ONU faz farsa de direitos humanos

do San Antonio Daily Express

Jonathan Gurwitz

Em outubro de 2001 a Assembléia Geral da ONU votou para conceder à Síria uma posição de membro não-permanente do Conselho de Segurança. A Síria estava então e continua na lista de patrocinadores oficiais do terrorismo do Departamento de Estado dos Estados Unidos; é um dos sete países assim designados. Cerca de 35 mil soldados sírios ocupam o Líbano desde 1975, onde protegem e apóiam diversas organizações terroristas, incluindo o Hezbollah e a Jihad Islâmica.

No último verão, a Síria assumiu a presidência temporária do Conselho de Segurança, 20 anos depois da brutal repressão a uma rebelião na cidade de Hama, onde cerca de 20 mil civis foram massacrados.

A hipocrisia moral das Nações Unidas atingiu um novo piso. Não poderia ser pior. Ou era o que supunham os ingênuos.

Na segunda-feira a Líbia assumiu a presidência da Comissão de Direitos Humanos da ONU. A mesma Líbia que há muito é acusada de graves abusos aos direitos humanos e ainda está sujeita a sanções da ONU pelo atentado a bomba contra um avião da PanAm sobre Lockerbie, Escócia, que matou 270 pessoas em 1988. A mesma Comissão de Direitos Humanos de 53 membros que em 2001, em um surto de indignação, retirou os Estados Unidos de suas fileiras por um ano, depois de mais de cinco décadas de participação contínua.

Nesta última farsa, 33 países votaram pela liderança da Líbia nos direitos humanos, três se opuseram e 17 países se abstiveram. Nunca saberemos como cada país votou, porque apesar da retórica bem-intencionada da Declaração Universal dos Direitos Humanos os patronos da Comissão de Direitos Humanos votam em segredo.
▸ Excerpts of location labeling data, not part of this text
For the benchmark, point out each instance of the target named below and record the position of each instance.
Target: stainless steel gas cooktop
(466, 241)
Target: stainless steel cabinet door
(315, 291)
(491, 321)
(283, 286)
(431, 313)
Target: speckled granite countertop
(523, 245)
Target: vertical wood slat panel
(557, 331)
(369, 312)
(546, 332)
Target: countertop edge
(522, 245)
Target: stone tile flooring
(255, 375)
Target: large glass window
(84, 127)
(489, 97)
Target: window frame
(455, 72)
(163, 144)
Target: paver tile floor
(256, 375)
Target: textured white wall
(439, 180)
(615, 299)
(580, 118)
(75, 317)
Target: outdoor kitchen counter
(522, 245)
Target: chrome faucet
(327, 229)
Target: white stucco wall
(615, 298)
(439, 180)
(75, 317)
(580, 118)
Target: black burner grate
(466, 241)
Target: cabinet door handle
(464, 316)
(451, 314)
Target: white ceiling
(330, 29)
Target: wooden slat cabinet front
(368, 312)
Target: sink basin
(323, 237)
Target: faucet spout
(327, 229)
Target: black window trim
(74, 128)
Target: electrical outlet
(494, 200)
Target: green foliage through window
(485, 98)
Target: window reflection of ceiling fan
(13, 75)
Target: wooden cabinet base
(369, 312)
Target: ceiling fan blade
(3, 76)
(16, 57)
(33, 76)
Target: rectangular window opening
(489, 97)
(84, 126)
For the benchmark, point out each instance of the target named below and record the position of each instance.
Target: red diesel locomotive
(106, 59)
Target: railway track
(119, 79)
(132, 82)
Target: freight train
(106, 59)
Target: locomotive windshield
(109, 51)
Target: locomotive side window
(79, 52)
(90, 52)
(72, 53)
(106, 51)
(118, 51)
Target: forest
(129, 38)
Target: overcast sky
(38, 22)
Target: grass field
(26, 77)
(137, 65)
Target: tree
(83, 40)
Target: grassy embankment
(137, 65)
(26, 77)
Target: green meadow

Eis por que, segundo a organização Human Rights Watch, nenhum membro decente da comunidade de nações daria um voto público para que a Líbia chefiasse a Comissão de Direitos Humanos: "Nas últimas três décadas o registro de direitos humanos da Líbia foi consternador. Ele inclui o seqüestro, desaparecimento forçado ou assassinato de opositores políticos; tortura e maus-tratos aos detidos; detenção duradoura sem acusação ou julgamento, ou depois de julgamentos grosseiros. A Líbia é um país fechado para as Nações Unidas e investigadores de direitos humanos não-governamentais", disse Joanna Weschler, representante na ONU da Human Rights Watch.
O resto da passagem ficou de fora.